- Directed by: Shrirang Godbole
- Screenplay by: Shrirang Godbole, Vibhavari Deshpande
- Produced by: Shrirang Godbole, Abhay Gadgil
- Cinematography: Sanjay Jadhav
- Edited by: Abhijeet Balaji Deshpande
- Music by: Saleel Kulkarni
- Production company: Indian Magic Eye Motion Pictures Pvt. Ltd.
- Release date: 18 May 2012;
- Country: India
- Language: Marathi

= Chintoo (film) =

2012 Marathi movie by Shrirang Godbole

Chintoo is a 2012 Marathi movie in India directed by Shrirang Godbole. Originally based on the popular Marathi comic strip of the same name by Charuhas Pandit, it is the story of a boy named Chintoo and his gang. It was produced by Indian Magic Eye Motion Pictures Pvt. Ltd and on 18 May 2012, the film opened to positive critical and commercial response and was widely appreciated by younger audiences. The film was directed by Shrirang Godbole. Shubhankar Atre plays the lead character of Chintoo. Subodh Bhave, Vibhawari Deshpande, and others played the supporting characters.

==Plot==
Chintoo, a sweet and naughty boy, lives in an upper middle class, lively neighborhood with his parents. This eight-year-old is extremely popular in his group. Pappu is his best friend and Mini, Raju, Baglya, Neha and the toddler Sonu all together are deemed the unbeatable 'Wanarwede Warriors'.

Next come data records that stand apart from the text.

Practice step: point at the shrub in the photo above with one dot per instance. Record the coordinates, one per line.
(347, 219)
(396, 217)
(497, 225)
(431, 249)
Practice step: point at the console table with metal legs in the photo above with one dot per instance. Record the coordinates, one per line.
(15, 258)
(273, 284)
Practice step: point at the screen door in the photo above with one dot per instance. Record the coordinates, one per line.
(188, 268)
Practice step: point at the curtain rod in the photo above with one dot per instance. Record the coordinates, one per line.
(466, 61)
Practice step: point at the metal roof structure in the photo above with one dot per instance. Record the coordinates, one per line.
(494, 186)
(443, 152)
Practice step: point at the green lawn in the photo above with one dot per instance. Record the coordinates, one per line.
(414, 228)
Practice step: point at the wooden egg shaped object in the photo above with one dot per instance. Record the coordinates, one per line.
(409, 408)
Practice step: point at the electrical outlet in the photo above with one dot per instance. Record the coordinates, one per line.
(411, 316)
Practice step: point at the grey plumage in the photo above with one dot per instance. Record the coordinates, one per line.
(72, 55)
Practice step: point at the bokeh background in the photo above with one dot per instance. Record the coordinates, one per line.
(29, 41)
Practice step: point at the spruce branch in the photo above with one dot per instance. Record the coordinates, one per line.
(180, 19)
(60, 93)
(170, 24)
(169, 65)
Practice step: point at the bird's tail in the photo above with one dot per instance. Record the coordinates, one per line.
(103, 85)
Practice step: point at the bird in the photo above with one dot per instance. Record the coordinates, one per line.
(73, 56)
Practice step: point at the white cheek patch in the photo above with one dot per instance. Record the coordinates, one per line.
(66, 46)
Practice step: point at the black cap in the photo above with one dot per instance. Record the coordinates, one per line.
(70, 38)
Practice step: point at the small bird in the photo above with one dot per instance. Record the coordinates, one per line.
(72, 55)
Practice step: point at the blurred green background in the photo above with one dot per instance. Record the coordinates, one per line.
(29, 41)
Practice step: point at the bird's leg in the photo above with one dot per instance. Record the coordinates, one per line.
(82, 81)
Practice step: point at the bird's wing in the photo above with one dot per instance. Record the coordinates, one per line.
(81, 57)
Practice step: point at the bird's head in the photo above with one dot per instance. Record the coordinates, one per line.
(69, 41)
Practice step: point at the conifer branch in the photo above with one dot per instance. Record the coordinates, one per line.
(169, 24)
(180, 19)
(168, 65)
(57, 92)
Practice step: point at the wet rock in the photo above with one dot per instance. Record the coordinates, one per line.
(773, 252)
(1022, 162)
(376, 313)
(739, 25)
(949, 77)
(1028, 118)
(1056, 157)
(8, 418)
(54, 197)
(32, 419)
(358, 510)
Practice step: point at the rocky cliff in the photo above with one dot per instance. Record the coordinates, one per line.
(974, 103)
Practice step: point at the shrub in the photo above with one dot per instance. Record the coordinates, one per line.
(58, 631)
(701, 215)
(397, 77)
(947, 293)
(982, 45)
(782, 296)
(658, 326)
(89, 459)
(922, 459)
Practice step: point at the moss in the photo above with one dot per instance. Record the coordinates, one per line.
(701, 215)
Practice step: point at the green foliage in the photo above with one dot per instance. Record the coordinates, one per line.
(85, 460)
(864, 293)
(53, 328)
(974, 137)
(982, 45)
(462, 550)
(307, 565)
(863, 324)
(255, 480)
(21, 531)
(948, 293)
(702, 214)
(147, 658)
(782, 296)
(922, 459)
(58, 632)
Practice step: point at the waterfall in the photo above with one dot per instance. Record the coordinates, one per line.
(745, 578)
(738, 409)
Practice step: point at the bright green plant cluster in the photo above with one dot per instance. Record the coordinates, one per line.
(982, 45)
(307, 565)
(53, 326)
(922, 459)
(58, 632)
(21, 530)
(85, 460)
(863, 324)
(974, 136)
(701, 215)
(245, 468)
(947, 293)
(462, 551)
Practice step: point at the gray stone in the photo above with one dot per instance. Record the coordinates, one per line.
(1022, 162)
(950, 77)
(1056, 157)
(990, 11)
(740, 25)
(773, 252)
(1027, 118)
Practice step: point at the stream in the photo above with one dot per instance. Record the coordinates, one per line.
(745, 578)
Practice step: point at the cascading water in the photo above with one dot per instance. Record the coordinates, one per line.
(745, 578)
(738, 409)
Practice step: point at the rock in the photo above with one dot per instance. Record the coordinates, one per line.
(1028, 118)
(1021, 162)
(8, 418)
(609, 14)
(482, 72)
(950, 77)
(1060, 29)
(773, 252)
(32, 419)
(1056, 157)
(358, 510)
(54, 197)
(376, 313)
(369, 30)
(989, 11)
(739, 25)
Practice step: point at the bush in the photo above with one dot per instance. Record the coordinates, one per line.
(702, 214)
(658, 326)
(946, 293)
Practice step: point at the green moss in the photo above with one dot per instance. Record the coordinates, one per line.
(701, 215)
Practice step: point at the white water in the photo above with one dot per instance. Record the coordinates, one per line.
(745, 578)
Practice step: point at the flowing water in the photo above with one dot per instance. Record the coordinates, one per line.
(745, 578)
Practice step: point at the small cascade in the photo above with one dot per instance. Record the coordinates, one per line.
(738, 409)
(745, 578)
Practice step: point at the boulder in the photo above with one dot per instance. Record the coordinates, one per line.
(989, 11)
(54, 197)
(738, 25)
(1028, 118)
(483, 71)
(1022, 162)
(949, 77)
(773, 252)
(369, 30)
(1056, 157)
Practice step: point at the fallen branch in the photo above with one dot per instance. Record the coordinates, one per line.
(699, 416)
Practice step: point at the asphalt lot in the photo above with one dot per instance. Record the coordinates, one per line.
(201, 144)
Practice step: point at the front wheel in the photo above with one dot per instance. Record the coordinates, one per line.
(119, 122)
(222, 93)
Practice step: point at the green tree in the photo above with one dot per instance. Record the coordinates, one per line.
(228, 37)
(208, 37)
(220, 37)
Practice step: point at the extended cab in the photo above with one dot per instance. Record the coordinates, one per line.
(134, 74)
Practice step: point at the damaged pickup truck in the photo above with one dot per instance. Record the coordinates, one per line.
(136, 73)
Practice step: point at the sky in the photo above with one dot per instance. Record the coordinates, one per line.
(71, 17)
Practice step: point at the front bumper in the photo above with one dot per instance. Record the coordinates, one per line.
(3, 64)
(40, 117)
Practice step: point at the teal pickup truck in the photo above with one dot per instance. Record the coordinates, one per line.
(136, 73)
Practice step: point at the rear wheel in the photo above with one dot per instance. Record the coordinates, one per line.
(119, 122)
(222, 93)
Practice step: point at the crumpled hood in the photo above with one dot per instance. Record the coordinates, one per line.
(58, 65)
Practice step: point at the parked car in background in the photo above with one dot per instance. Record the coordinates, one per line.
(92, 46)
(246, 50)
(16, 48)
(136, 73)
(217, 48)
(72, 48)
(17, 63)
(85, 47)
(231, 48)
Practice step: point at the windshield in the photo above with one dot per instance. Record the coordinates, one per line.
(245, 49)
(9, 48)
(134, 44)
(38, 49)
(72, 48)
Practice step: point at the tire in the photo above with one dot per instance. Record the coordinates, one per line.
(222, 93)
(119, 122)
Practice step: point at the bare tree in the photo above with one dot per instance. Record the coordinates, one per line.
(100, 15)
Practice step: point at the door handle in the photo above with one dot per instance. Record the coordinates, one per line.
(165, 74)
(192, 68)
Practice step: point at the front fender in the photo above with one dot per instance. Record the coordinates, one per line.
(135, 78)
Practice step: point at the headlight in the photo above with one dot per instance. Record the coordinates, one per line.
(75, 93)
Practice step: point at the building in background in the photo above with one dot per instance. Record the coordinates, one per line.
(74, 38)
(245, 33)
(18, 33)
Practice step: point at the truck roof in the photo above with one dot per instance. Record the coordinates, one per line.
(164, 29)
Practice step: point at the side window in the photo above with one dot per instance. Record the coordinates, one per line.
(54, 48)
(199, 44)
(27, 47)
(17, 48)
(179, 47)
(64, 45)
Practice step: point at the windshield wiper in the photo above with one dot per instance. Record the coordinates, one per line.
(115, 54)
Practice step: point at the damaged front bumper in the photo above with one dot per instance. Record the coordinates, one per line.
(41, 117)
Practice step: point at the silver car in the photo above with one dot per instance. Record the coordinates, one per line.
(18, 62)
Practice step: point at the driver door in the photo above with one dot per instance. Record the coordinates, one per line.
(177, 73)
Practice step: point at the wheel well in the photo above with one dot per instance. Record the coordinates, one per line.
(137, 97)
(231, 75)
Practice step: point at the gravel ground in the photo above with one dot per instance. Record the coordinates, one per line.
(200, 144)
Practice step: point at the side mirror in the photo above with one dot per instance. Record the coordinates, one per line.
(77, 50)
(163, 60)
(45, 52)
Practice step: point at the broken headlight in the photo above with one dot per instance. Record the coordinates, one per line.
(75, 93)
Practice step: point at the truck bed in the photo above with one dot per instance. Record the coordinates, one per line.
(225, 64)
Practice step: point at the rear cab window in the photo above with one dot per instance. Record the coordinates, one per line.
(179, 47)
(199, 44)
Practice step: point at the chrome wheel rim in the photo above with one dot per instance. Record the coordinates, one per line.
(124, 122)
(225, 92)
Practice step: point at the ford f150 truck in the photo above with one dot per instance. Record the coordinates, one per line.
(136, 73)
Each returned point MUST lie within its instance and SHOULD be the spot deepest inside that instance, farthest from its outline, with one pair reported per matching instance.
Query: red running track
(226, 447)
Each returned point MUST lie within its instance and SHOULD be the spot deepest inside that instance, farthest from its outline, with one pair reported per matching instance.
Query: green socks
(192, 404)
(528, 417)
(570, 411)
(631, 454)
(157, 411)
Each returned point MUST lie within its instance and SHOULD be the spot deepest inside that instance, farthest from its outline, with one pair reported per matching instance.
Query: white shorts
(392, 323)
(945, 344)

Chintoo and his gang have big plans for their much awaited summer vacation. They decide to beat their rivals the Vinchoo Biters by making Wanarwede Warriors a stronger cricket team, even strong enough to win The World Cup. They practice hard and also convert the barren piece of land in the society into their very own 'Wanarwede stadium.' The match starts as planned.

Guru, a rogue, forcibly enters that space on the same day and sets up a small Chinese eatery. Akki, a watchman and Sakharam's son, is supposed to run it. The children protest against this intrusion but no one cares. The adults are in fact happy to get an easy access to the Chinese food. No one except Colonel Kaka objects to this illegal entrant and his illegitimate business in the housing complex.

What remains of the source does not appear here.